Eric got herpes from Jo-ann
That's what he deserves for hooking up with a french canadian
I'm okay, they said the swelling should go down in a week. But next time I'm shitwrecked, please make sure to remind me that I can't open a champagne bottle with corkscrew.
I drank so much Goldschläger last night, I could shit a necklace.
I woke up this morning and the first thing i saw was the harry potter tattoo on his left butt cheek.
WTF?! TAYLOR SWIFT JUST WON ARTIST OF THE YEAR OVER MICHAEL JACKSON?! WHAT IS THIS WORLD COMING TO?!
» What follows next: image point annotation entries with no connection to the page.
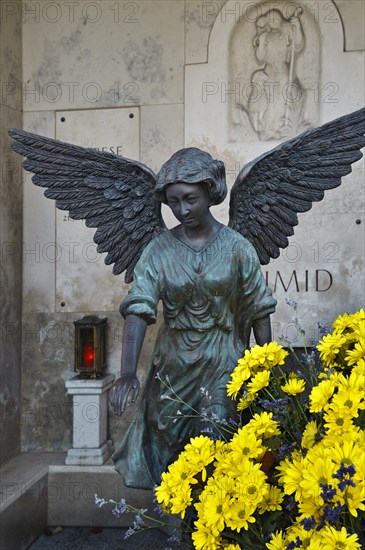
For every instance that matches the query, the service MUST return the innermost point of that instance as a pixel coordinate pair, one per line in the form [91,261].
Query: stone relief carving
[279,90]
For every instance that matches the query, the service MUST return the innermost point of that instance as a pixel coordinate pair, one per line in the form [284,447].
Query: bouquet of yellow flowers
[291,474]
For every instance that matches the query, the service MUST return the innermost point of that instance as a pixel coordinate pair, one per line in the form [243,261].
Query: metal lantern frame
[90,346]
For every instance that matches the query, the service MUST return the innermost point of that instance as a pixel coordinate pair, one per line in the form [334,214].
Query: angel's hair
[192,165]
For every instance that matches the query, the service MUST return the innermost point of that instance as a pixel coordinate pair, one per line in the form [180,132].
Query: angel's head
[193,166]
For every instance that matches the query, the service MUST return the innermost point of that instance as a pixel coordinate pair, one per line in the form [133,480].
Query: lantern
[90,352]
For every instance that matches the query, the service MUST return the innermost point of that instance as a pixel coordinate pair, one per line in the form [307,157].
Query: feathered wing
[112,193]
[270,191]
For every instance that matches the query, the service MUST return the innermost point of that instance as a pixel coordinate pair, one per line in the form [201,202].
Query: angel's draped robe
[210,300]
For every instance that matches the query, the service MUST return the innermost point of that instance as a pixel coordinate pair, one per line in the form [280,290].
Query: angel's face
[189,203]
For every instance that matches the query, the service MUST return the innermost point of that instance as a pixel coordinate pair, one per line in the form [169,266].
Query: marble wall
[154,58]
[11,232]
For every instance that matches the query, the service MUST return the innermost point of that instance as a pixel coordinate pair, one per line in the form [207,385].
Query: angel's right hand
[120,391]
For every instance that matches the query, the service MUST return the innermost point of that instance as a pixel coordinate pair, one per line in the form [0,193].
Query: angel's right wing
[271,190]
[112,193]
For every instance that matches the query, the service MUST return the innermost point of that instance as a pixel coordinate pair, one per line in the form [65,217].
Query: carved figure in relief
[277,98]
[206,275]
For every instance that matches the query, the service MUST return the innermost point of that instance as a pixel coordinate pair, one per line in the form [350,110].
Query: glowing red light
[89,355]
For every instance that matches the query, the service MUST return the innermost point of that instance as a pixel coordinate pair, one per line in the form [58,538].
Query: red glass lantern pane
[88,355]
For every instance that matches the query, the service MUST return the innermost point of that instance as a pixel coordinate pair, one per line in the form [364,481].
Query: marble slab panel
[10,58]
[102,54]
[323,252]
[39,229]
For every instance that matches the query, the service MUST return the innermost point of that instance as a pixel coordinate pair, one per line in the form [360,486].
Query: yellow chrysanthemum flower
[353,356]
[216,506]
[309,539]
[337,422]
[271,500]
[205,538]
[320,395]
[238,378]
[259,381]
[348,402]
[240,515]
[199,453]
[330,346]
[181,501]
[245,401]
[291,474]
[277,542]
[245,444]
[269,355]
[310,435]
[294,386]
[315,475]
[262,425]
[331,539]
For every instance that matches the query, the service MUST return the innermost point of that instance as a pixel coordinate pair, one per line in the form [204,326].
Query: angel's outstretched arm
[133,336]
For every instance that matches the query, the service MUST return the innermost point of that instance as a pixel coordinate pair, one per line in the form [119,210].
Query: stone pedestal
[90,420]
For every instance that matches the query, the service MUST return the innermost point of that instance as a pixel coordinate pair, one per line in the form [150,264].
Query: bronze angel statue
[206,274]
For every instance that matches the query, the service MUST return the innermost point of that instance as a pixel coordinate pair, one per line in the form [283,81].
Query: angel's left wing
[112,193]
[270,191]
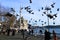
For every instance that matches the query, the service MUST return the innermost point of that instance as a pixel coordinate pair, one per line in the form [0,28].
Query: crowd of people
[48,35]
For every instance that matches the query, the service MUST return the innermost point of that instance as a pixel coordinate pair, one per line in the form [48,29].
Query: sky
[35,5]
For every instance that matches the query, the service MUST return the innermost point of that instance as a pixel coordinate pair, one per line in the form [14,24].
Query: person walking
[47,35]
[54,35]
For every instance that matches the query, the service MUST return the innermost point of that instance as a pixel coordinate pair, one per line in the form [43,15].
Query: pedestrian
[8,31]
[13,32]
[47,35]
[40,31]
[54,35]
[32,31]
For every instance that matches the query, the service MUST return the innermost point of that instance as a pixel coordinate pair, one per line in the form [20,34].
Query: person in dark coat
[13,32]
[47,35]
[8,31]
[54,35]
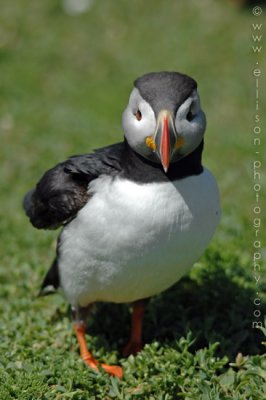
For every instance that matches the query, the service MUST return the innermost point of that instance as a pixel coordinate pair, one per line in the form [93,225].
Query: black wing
[63,190]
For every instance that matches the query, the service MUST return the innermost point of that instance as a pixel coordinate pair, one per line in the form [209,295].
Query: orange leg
[135,343]
[88,358]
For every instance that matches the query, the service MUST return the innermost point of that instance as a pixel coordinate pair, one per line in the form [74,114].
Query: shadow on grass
[215,304]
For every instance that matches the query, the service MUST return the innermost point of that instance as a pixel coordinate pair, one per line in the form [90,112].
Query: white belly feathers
[132,240]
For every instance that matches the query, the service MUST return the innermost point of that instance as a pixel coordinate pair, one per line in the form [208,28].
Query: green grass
[64,82]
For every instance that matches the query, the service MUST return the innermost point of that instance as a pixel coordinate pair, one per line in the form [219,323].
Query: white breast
[132,240]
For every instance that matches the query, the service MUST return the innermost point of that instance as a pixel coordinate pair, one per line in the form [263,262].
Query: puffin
[135,215]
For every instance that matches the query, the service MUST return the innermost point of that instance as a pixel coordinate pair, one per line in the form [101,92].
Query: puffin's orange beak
[166,138]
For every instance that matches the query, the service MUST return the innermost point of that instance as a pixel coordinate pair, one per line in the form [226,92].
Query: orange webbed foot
[87,357]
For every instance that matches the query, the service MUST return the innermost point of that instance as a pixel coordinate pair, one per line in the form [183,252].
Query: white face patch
[190,122]
[138,122]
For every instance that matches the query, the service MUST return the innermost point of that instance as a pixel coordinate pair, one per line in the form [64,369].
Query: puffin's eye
[190,116]
[138,115]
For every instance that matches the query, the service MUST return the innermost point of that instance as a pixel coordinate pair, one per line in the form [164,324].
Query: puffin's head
[163,121]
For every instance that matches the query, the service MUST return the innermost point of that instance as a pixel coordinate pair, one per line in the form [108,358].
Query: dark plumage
[130,211]
[165,89]
[62,191]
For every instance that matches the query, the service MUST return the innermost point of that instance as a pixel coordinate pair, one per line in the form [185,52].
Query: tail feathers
[27,203]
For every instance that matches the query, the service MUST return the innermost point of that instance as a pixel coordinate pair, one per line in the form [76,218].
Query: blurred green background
[65,78]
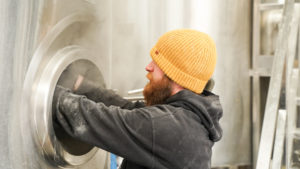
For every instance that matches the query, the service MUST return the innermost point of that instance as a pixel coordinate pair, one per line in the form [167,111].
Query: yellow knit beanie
[186,56]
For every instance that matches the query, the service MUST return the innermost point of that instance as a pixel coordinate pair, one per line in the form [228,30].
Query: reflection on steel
[49,61]
[49,145]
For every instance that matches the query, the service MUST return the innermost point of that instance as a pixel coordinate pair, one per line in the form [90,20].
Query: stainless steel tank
[49,42]
[41,40]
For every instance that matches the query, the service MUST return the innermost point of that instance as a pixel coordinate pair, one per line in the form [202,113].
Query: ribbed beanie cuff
[185,80]
[188,57]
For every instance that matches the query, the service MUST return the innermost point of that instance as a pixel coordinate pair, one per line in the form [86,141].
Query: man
[179,125]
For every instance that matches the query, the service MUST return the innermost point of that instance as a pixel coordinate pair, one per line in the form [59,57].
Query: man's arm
[108,97]
[127,133]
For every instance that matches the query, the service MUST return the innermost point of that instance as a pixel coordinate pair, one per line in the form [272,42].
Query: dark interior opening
[80,70]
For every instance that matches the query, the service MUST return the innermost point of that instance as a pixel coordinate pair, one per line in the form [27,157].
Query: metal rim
[42,108]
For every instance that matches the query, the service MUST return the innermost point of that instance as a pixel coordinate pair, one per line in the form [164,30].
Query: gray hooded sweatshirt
[176,135]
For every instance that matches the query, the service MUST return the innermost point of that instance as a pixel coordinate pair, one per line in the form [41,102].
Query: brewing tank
[48,42]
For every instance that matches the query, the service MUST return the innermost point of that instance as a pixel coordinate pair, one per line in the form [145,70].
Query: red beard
[157,92]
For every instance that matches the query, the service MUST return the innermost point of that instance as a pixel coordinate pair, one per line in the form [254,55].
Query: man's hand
[59,91]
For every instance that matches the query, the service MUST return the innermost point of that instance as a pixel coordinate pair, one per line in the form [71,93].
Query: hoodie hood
[205,105]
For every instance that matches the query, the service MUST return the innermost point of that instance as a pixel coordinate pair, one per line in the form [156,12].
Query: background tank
[120,34]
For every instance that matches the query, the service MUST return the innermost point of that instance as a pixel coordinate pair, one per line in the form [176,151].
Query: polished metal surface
[58,42]
[47,142]
[119,33]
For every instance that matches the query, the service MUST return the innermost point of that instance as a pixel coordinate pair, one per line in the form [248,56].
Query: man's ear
[210,85]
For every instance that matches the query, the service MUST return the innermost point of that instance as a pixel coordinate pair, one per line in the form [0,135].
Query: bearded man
[177,127]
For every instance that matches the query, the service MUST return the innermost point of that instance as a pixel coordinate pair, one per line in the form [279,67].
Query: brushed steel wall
[122,37]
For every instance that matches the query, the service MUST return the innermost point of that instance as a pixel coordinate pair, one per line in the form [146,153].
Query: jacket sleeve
[108,97]
[127,133]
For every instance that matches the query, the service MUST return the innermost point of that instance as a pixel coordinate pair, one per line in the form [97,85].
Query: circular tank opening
[72,77]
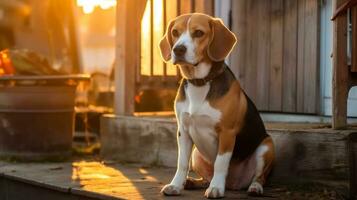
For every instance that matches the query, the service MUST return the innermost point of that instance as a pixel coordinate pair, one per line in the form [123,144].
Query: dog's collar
[217,69]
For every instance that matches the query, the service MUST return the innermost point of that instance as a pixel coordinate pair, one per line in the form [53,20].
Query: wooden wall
[277,54]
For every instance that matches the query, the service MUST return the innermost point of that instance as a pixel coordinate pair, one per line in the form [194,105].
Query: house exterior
[282,59]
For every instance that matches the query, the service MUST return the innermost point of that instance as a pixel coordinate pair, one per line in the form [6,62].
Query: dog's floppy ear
[166,43]
[222,41]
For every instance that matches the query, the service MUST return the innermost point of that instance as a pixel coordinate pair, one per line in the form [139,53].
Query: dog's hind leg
[202,168]
[264,162]
[193,184]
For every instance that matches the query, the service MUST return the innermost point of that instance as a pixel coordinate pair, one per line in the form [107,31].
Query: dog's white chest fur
[198,119]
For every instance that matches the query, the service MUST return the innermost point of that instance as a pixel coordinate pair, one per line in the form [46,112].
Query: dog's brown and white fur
[215,117]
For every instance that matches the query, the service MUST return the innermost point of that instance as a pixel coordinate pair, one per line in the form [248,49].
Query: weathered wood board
[300,154]
[277,55]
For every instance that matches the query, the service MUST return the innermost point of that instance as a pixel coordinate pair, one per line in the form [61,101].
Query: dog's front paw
[171,190]
[255,189]
[214,193]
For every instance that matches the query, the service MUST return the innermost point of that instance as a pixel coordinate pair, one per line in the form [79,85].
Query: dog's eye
[198,33]
[175,33]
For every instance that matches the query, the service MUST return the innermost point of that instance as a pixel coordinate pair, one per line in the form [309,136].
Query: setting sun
[88,6]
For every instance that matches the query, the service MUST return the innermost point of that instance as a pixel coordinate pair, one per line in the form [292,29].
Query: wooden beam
[354,39]
[129,14]
[239,27]
[340,83]
[352,148]
[204,6]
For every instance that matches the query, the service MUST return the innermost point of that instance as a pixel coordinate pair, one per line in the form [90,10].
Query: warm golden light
[146,41]
[98,177]
[88,6]
[158,27]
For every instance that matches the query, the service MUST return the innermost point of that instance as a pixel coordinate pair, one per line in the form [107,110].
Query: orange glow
[88,6]
[98,177]
[158,33]
[151,38]
[6,66]
[146,41]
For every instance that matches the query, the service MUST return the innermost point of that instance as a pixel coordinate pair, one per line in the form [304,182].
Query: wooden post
[204,6]
[352,149]
[340,82]
[129,14]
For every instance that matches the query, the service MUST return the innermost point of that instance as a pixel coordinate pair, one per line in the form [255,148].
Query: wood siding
[277,55]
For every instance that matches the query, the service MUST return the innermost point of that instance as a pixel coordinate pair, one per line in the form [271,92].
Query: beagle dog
[219,127]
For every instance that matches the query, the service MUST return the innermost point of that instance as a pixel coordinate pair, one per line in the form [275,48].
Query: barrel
[37,118]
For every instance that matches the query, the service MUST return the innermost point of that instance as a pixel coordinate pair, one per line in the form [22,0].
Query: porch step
[93,180]
[310,153]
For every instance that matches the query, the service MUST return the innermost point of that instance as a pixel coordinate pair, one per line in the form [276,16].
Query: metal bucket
[37,118]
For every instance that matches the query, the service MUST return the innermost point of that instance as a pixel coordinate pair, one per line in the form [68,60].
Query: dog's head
[193,39]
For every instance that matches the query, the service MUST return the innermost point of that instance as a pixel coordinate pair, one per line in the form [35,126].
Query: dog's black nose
[180,50]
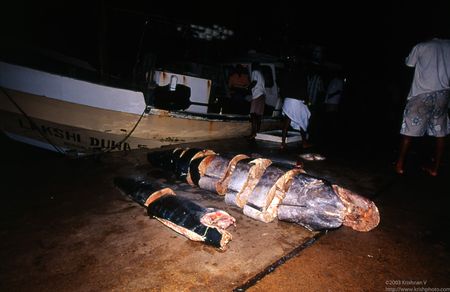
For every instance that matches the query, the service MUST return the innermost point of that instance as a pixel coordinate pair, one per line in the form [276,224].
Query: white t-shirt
[432,66]
[260,87]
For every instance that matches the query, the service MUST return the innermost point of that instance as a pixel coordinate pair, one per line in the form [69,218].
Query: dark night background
[370,39]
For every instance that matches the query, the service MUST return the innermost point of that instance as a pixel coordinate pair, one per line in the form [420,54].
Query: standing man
[258,88]
[427,102]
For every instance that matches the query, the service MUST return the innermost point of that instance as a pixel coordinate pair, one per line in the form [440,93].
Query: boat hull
[46,122]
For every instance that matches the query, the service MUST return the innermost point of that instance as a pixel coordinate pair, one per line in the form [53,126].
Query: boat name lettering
[52,131]
[108,144]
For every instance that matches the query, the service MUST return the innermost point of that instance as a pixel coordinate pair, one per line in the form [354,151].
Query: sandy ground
[64,226]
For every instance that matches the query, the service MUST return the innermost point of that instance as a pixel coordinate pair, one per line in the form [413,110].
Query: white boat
[68,115]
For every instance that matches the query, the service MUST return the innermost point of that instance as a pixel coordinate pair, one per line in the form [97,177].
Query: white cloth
[337,84]
[432,66]
[298,112]
[260,87]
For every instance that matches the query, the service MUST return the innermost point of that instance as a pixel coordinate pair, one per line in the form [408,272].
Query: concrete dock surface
[65,227]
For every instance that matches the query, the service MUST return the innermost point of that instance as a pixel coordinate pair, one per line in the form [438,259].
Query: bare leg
[404,147]
[438,153]
[258,123]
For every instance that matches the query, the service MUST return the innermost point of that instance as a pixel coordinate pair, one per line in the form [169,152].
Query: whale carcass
[266,190]
[178,213]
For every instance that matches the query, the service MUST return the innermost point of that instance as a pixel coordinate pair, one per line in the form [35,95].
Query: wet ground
[64,226]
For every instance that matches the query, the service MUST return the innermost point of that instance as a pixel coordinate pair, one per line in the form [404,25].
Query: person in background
[316,95]
[332,100]
[427,101]
[293,90]
[238,83]
[258,89]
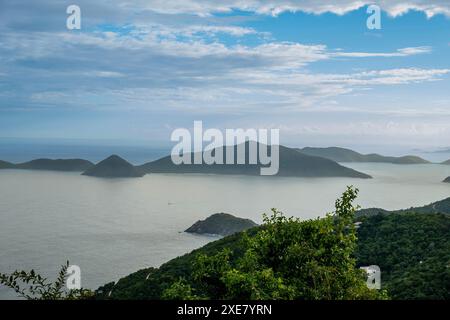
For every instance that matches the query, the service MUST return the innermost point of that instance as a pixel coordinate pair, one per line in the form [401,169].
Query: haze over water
[112,227]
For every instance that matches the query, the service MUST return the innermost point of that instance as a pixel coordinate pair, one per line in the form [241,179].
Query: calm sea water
[112,227]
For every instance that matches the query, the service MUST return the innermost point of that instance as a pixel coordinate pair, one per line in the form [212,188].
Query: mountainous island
[291,164]
[114,167]
[223,224]
[346,155]
[6,165]
[411,247]
[442,206]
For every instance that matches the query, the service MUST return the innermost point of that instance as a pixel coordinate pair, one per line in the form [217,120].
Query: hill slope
[114,166]
[442,206]
[347,155]
[292,164]
[412,250]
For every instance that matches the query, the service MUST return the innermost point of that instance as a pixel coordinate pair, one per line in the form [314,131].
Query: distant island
[6,165]
[412,249]
[114,167]
[292,164]
[223,224]
[346,155]
[442,206]
[50,164]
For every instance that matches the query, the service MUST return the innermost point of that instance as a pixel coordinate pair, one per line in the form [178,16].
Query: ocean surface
[112,227]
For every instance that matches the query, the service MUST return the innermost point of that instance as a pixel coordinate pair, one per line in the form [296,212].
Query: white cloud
[271,7]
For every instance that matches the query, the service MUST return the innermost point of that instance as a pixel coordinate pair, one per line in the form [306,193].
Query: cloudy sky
[139,69]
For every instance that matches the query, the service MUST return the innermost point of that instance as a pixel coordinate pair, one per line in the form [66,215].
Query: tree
[288,259]
[33,286]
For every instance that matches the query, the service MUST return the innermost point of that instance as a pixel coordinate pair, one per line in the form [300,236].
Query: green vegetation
[347,155]
[32,286]
[285,258]
[412,250]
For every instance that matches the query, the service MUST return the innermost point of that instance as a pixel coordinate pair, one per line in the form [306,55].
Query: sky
[137,70]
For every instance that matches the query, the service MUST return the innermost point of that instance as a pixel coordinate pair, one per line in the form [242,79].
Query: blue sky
[139,69]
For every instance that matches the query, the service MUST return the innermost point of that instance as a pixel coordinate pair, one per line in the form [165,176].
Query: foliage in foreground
[33,286]
[412,250]
[286,259]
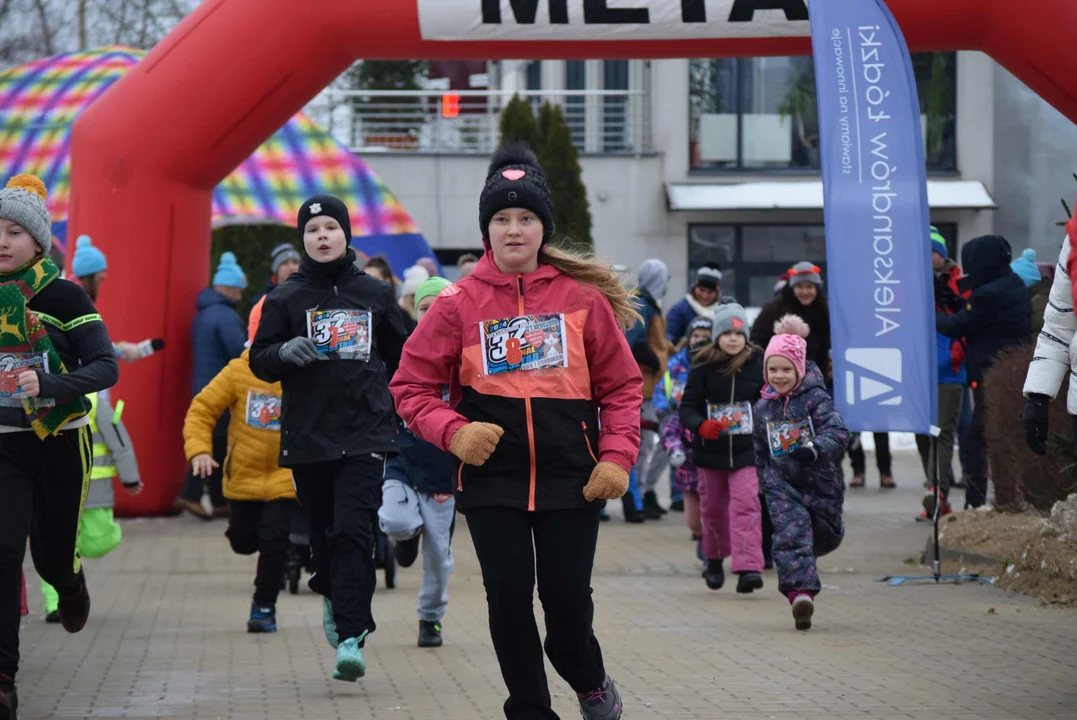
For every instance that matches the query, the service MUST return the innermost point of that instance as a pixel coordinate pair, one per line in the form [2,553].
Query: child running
[55,350]
[676,440]
[725,381]
[799,438]
[261,495]
[332,336]
[113,457]
[525,424]
[417,503]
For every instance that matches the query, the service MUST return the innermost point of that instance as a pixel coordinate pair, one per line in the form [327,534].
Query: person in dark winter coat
[953,380]
[332,336]
[283,262]
[218,337]
[724,383]
[996,315]
[802,296]
[799,438]
[701,301]
[56,351]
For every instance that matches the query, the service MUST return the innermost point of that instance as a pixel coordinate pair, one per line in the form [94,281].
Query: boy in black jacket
[332,336]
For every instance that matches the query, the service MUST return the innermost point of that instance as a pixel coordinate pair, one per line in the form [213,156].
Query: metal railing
[616,122]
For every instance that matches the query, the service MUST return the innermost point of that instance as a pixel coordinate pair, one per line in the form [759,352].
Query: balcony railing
[615,122]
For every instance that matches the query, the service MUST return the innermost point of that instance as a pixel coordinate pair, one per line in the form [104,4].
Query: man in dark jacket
[996,315]
[218,336]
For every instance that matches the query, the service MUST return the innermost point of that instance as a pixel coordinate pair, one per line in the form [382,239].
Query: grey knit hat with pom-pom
[729,316]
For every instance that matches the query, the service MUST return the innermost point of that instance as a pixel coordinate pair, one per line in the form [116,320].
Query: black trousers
[557,547]
[193,485]
[263,527]
[343,498]
[42,490]
[977,470]
[857,457]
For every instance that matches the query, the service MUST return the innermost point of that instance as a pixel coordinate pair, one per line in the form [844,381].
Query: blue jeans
[963,428]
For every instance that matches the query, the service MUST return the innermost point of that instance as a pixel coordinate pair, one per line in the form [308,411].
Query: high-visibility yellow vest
[105,467]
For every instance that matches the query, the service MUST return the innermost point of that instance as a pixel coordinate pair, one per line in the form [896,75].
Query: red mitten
[710,429]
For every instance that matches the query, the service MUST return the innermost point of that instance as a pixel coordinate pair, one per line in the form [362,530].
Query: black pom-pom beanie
[515,180]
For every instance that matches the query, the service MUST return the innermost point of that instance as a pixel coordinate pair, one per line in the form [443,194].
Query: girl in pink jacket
[532,347]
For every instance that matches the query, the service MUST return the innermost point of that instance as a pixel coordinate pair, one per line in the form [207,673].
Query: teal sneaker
[350,663]
[329,623]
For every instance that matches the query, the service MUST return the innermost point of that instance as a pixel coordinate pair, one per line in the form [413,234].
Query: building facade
[696,160]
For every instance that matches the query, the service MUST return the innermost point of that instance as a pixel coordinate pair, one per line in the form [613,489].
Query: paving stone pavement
[167,637]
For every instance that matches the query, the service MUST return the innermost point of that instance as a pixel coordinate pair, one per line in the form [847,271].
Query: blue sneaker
[350,664]
[329,623]
[263,619]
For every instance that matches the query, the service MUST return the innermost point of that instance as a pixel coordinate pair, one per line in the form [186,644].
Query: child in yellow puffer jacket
[261,496]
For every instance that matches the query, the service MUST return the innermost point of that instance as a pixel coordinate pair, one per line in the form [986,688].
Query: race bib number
[786,436]
[735,419]
[344,332]
[530,342]
[11,366]
[263,410]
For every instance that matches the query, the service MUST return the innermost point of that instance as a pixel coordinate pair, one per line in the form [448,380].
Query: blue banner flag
[878,236]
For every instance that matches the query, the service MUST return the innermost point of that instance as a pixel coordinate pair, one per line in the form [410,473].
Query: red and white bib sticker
[735,419]
[11,366]
[263,410]
[529,342]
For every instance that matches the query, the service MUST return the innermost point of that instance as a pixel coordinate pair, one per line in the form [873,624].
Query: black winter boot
[714,575]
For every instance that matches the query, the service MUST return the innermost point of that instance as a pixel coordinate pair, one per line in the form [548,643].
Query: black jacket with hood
[338,407]
[997,313]
[816,314]
[707,386]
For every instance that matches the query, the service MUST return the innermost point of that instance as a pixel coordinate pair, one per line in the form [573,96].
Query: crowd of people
[525,395]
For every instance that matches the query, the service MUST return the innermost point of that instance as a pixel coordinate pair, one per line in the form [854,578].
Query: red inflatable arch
[147,155]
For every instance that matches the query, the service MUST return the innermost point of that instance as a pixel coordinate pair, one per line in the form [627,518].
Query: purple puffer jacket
[676,438]
[810,399]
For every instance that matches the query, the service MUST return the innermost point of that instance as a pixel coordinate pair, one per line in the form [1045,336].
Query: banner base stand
[896,580]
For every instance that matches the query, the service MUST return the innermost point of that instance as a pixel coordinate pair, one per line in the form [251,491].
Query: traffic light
[450,106]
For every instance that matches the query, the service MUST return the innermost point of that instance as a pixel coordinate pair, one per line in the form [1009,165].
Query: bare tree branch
[46,31]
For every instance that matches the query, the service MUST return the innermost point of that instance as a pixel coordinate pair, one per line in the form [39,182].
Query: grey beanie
[23,201]
[803,272]
[654,277]
[729,318]
[281,254]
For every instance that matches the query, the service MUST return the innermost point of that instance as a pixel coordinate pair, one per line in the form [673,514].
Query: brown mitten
[475,442]
[609,481]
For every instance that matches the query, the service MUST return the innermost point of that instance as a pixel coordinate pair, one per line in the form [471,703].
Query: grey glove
[298,351]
why did u have a candy cane hung on your dick in the first place?
she has a santa fetish
cute.
She bought a fucking hedgehog. And that's just the tip of the crazy iceberg.
First lesson of the year: don't close the bar on mondays
Just crossed the line from casual pregrame to public intoxication. Shotgunning in a bus shelter.
you inspire me to be a worse person
dude she looked like Newman from Seinfeld I'm done with this wingman shit
There's a bachlorette party going on at the bowling alley, so we'll see who wins greatest shitshow tonight.
I woke up in an apt hallway this morning and a nice lady brought me coffee cause she thought I was homeless
he said we should drink responsibly and we all just kinda sat there laughing at him
woke up with 8 used magnum condoms bound together by floss around my neck, thats about all im gonna tell you.